This signifies the start of Christmas (apparently!) in our house.

I have managed to delay the erection of the Christmas Tree for a few days yet, although I know I will not be able to defy the inevitable for much longer and therefore foresee all decorations being up by the weekend.

Here in Bristol, England we have managed to avoid the bad weather that has besieged the rest of the country, but unfortunately we have not escaped the bad weather germs, and Toby has fallen fast to a chest infection, so lots of rest and TLC is in order. 

Toby made a guest appearance on Inside Out (BBC) on Monday,  highlighting little Abigail, who is due to travel out to St Louis next week for her life changing operation.  The Cox family wish Abigail, Tim, Carrie, and little Talia all the best on this most important journey, I will be following them on the internet, and holding them dear to my heart during their whole trip – it is hard to convey to others who have only read, the shear magnitude of this operation. 

I have heard others express concern over complications of the op, including paralysis, but when we agreed to the op, that never once played on my mind.  I knew that Dr Park was the best in the world, all operations carry risk, only naivety would not appreciate that,  but paralysis was not something that I highlighted in interviews, or talked about with others.  My concerns were the hugeness of the whole procedure,  it was earth moving, magnificent, life changing, permanent, lonely, scary, and it was on the other side of the world away from everyone we knew and loved  who should be there to hold our hand, as we handed over our precious little angel for surgery on a scale not often seen. 
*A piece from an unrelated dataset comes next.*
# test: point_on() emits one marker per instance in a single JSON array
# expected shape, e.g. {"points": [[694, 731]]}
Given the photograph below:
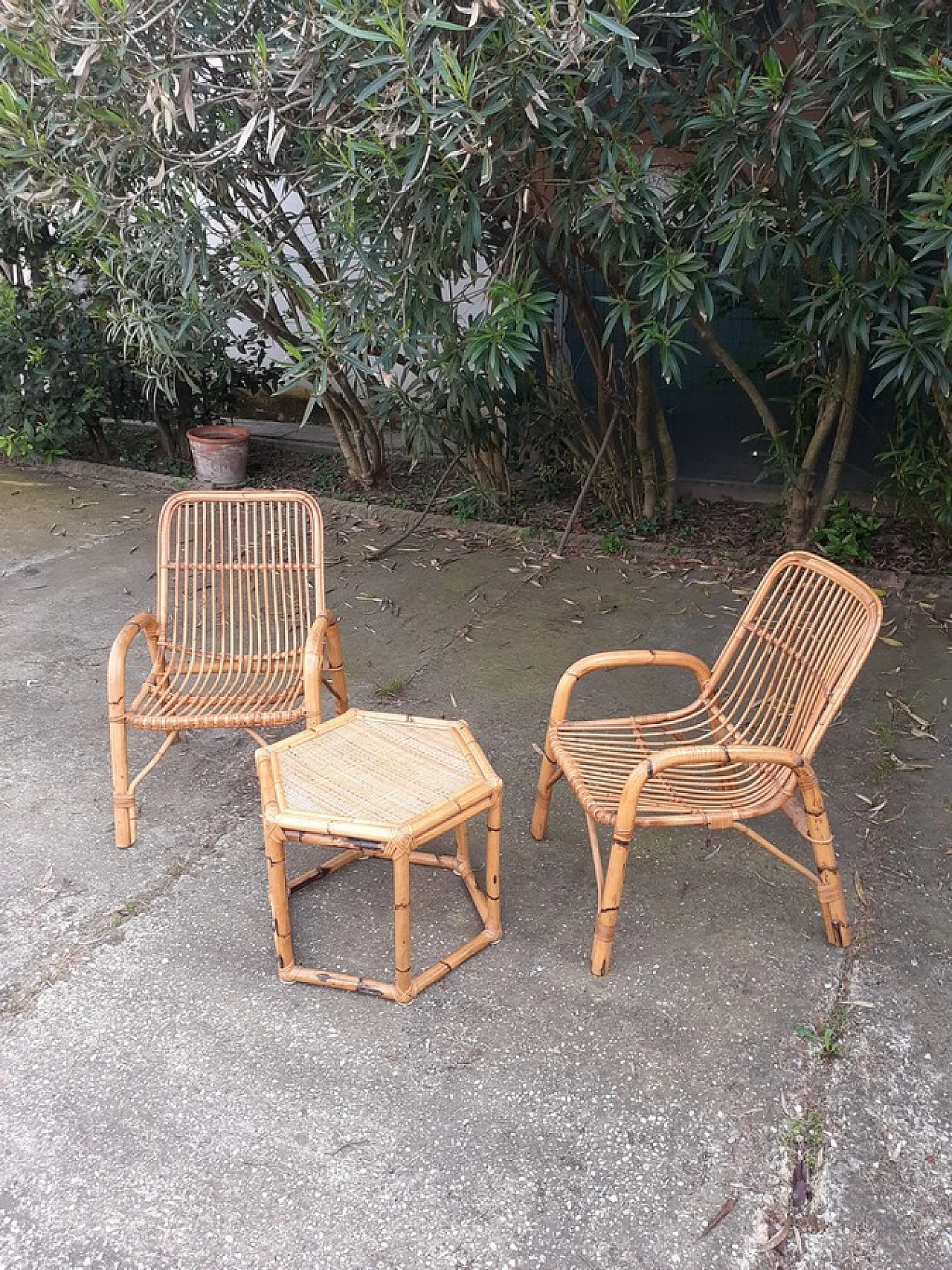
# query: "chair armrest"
{"points": [[696, 756], [143, 623], [614, 661], [323, 653]]}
I have spoken so much to Carrie, about how I felt, when to be strong, and when it will hit you – the tidal wave came for me when they had to take Toby from me, he was not quite fully sedated and he was shouting “mummy”  and crying, over the nurses shoulder as he was carried into a “staff only” lift – monitors being wheeled alongside him, with a full set of nurses and others squeezing into the lift alongside.  The lift door shut as I waved goodbye, and then I completely lost it,  luckily Ian was there to catch me,  and gosh, the tears flowed.

Coffee, privacy, an updated phone call every hour from Toby’s surgery bedside, Ian, and Toby’s ‘Parky’ toy (a stuffed polar bear) who I did not put down for the whole time he was away -  got me through that 5 hour period. 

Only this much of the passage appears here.